For the PNM reporting unit, a discounted cash flow methodology was primarily used as the quantitative analysis to estimate the fair value of the reporting unit. This analysis requires significant judgments, including estimation of future cash flows, which is dependent on internal forecasts, estimation of long-term growth rates for the business, and determination of appropriate weighted average cost of capital for each reporting unit. Changes in these estimates and assumptions could materially affect the determination of fair value and the conclusion of impairment. The April 1, 2013 and 2012 quantitative evaluations indicated the fair value of the PNM reporting unit, which has goodwill of $51.6 million, exceeded its carrying value by approximately 27% and 15%. An increase of 0.5% in the expected return on equity capital utilized in discounting the forecasted cash flows, would have reduced the excess of PNM’s fair value over carrying value to approximately 20% at April 1, 2013.

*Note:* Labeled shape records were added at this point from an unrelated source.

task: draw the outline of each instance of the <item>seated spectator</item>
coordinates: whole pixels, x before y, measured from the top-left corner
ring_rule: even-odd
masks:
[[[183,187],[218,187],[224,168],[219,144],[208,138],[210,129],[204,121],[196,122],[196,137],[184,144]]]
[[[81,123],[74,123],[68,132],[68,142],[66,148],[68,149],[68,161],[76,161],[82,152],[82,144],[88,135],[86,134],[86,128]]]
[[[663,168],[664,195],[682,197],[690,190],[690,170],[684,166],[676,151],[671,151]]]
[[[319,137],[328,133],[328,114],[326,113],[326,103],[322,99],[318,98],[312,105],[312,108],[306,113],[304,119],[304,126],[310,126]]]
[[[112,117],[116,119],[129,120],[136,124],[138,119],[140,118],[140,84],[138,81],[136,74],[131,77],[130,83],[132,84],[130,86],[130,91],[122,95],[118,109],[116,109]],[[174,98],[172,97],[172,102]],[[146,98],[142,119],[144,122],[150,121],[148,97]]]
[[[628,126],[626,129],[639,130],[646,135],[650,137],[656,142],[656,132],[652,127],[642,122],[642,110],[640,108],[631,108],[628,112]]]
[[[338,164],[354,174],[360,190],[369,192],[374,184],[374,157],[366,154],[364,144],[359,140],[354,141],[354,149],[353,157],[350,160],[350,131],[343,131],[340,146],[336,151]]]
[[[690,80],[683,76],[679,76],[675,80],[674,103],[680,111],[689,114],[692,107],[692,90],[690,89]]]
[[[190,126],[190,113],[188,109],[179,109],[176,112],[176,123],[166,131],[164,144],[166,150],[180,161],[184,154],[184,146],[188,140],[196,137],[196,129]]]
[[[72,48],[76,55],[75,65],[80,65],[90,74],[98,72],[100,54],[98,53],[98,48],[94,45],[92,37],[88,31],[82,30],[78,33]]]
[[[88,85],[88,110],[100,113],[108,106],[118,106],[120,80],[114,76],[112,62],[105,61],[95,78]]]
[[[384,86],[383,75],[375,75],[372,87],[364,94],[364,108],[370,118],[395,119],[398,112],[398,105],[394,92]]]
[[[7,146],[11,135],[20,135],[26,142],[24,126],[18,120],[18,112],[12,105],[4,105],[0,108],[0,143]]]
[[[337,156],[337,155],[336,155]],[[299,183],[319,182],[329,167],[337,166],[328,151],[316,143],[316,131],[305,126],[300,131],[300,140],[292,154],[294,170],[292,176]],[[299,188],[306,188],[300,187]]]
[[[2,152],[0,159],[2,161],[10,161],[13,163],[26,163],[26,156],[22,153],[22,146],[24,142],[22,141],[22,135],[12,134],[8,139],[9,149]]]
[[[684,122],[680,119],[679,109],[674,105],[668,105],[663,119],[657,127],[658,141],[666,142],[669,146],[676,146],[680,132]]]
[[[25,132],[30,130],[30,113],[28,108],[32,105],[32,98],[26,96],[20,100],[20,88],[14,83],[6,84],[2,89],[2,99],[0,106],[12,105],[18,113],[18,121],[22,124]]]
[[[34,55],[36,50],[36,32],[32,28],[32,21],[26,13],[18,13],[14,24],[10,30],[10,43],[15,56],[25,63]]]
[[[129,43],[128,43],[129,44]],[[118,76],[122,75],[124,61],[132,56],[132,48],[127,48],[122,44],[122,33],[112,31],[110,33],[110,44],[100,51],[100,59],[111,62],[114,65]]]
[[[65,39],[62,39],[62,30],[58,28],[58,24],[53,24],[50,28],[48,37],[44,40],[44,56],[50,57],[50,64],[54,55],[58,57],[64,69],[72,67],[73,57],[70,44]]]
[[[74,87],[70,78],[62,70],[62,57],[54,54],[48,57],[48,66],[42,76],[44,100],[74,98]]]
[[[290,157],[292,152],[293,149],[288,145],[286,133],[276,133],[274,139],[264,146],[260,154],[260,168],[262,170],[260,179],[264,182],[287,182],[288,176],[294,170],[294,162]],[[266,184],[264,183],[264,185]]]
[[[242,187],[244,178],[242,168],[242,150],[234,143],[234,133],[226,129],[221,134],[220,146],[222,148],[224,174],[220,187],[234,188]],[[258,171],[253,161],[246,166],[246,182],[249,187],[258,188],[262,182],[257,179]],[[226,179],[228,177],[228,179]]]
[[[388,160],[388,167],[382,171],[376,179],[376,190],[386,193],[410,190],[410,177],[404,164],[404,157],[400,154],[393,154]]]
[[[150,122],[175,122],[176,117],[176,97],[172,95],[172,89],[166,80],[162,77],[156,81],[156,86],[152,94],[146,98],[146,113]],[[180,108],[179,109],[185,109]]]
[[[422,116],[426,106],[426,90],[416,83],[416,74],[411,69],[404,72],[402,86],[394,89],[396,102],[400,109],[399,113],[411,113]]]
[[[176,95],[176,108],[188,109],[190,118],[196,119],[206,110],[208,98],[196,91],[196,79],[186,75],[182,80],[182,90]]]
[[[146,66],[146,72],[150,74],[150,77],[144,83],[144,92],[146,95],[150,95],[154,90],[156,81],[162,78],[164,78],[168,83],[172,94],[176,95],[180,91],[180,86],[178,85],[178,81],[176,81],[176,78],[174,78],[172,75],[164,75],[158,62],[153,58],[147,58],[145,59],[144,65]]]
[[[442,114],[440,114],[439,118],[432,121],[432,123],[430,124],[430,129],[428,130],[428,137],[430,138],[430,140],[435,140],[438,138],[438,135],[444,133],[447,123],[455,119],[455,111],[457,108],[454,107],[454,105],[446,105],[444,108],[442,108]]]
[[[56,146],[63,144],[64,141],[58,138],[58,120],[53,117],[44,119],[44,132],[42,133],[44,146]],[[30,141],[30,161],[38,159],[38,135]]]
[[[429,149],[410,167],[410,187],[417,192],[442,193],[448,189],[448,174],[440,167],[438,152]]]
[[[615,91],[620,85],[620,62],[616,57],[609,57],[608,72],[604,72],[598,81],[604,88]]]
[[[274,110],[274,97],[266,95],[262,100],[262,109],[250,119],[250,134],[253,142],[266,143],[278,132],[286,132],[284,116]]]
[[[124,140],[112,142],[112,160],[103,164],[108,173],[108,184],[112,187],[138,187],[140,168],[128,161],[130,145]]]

The annual evaluations performed as of April 1, 2013 and 2012 did not indicate impairments of the goodwill of any of PNMR's reporting units. Since the April 1, 2013 annual evaluation, there have been no indications that the fair values of the reporting units with recorded goodwill have decreased below the carrying values.

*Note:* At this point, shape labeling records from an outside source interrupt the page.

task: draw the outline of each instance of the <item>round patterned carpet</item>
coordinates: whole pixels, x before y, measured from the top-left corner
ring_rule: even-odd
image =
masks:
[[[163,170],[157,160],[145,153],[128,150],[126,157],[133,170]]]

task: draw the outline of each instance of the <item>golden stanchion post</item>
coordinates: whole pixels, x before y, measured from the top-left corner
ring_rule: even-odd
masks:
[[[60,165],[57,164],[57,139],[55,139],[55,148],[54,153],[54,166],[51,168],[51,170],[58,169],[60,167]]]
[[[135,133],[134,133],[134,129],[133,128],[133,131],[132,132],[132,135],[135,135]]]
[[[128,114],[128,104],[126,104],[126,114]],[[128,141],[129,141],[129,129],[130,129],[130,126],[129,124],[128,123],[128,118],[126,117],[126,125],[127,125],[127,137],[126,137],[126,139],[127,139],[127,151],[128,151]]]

Prior annual evaluations have not indicated impairments of any of PNMR’s reporting units, except in 2008. During 2008, the market capitalization of PNMR’s common stock was significantly below book value. In addition, changes in the ERCOT market significantly impacted the results of operations of First Choice. The financial challenges facing First Choice were exacerbated by the impacts of Hurricane Ike and depressed economic conditions resulting in significant increases in the levels of uncollectible accounts. As a result, the Company recorded goodwill impairments of $51.1 million for PNM, $34.5 million for TNMP, and $88.8 million for First Choice in 2008. Pre-tax impairment losses of $42.6 million for the First Choice trade name and $4.8 million for the First Choice customer list were also recorded in 2008. Since 2008, the price of PNMR’s common stock has increased, improving the relationship between PNMR’s market capitalization and book value. In addition, improved regulatory treatment has been experienced by PNM in New Mexico and by TNMP in Texas. Furthermore, First Choice’s business became more stable, primarily due to more predictable power and fuel price patterns in the ERCOT market. These factors resulted in more predictable earnings and increased fair values of the reporting units. Since 2008, the annual evaluations have not indicated that the fair values of the reporting units with recorded goodwill have decreased below their carrying values.